The substantial increase in life expectancy and therefore the share of the population of retirement age represents a challenge for the state pension system. This article analyses how the Social Security system is financed and explores how the revenue system used to support Spain’s pension system could be improved.
The Spanish Social Security system is currently financed mostly via contributions, accounting for 85% of all the system’s income. The rest comes from the state budget and is used to meet the cost of non-contributory pensions,1 so it has zero effect on the Social Security income statement.
Funding pensions via Social Security contributions is widespread across European countries and a key feature of contributory pension systems. In Spain, contributions represent 11.4% of GDP, a slightly lower level than in France (16.9%), Italy (13.1%) or Germany (14%). Nevertheless, the governments of these countries spend slightly more on pensions than Spain, as well as a higher tax burden in general.
Given the contributory nature of Spain’s pension system and the firm commitment of the Toledo Pact to keep it that way, what additional income can be found to curtail the decline in the pension replacement rate?2
First, revenue from Social Security contributions could be increased. This could be achieved in different ways: increasing the number of people who contribute to the system, increasing the effective contribution paid per worker or a combination of both.
The number of contributors to the system can be increased by focusing efforts on creating more growth and employment and by encouraging people to work. In 2016, the unemployment rate stood at 19.6%, much higher than the EU-28 average (8.5%). An unemployment rate close to the EU-28 average would therefore help to bring Social Security’s current deficit down and almost balance the budget. But in the medium term, if the decline in the replacement rate is to be minimised, we must employ measures that go beyond improving the labour market. Especially as the projected ageing of the population will increase the number of pensioners in relation to the number of workers, as explained in the article «Pension reform: an unavoidable debate» in this Dossier.3
It is therefore useful to explore the other mechanism to boost revenue, namely by increasing the contribution per worker. This can be done in several ways: by raising the tax rate, eliminating wage-based ceilings for contributions or limiting the use of tax breaks and exemptions for specific groups with employability problems. But all these measures are controversial to some extent. The main drawback, and this applies to all of them, is that an increase in revenue via Social Security contributions pushes up labour costs, making Spanish companies less competitive and potentially harming employment.

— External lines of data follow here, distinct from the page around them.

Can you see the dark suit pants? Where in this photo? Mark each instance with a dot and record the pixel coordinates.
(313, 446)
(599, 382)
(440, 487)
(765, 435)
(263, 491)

Given the limited scope to act on Social Security contributions and its associated problems, to what extent can part of pensions be funded via taxes? Insofar as certain pensions currently financed via Social Security contributions act more like a safety net, it would not be unreasonable to include them within non-contributory pensions, funded via taxes. The contributory pension could then be limited to retirement pensions, which currently account for 71% of all contributory pension expenditure, and the money for the rest of the pensions (essentially for widows, widowers and orphans) would come from the central government budget. This would cut Social Security’s current burden of expenditure by approximately EUR 20 billion.
But we must realise that merely taking the money from one budget or another will not resolve the underlying problem. To finance pensions, fiscal pressure will have to be increased or other expenditure reduced in the central government budget.
There are several different ways this can be achieved. For instance, via tax reform that widens taxable bases by eliminating tax breaks and exemptions. Revenue could also be increased by making a greater effort to minimise the black economy, estimated in Spain at around 18.5% of GDP,4 much larger than in Germany (13.3%), France (10.8%) or the UK (9.6%). Reducing Spain’s black economy to Germany’s level would augment state coffers by EUR 17-20 billion, a similar figure to the current Social Security deficit.
In short, although there is no magic wand to improve the funding of pensions, there is considerable scope for action. It is vital to evaluate the different options in order to choose the best path.
Macroeconomics Unit, Strategic Planning and Research Department, CaixaBank
1. People in a specific situation of need and who lack sufficient resources to survive are entitled to non-contributory pensions for disability and retirement. These are not related to Social Security contributions.
2. The replacement rate is defined as the percentage of income received in retirement in relation to the prior income when working.
3. See also the Dossier «The demographic challenge» in MR10/2015.
4. Data from 2014. See Schneider, F., Raczkowski, K. and Mróz, B. (2015), «Shadow economy and tax evasion in the EU», Journal of Money Laundering Control.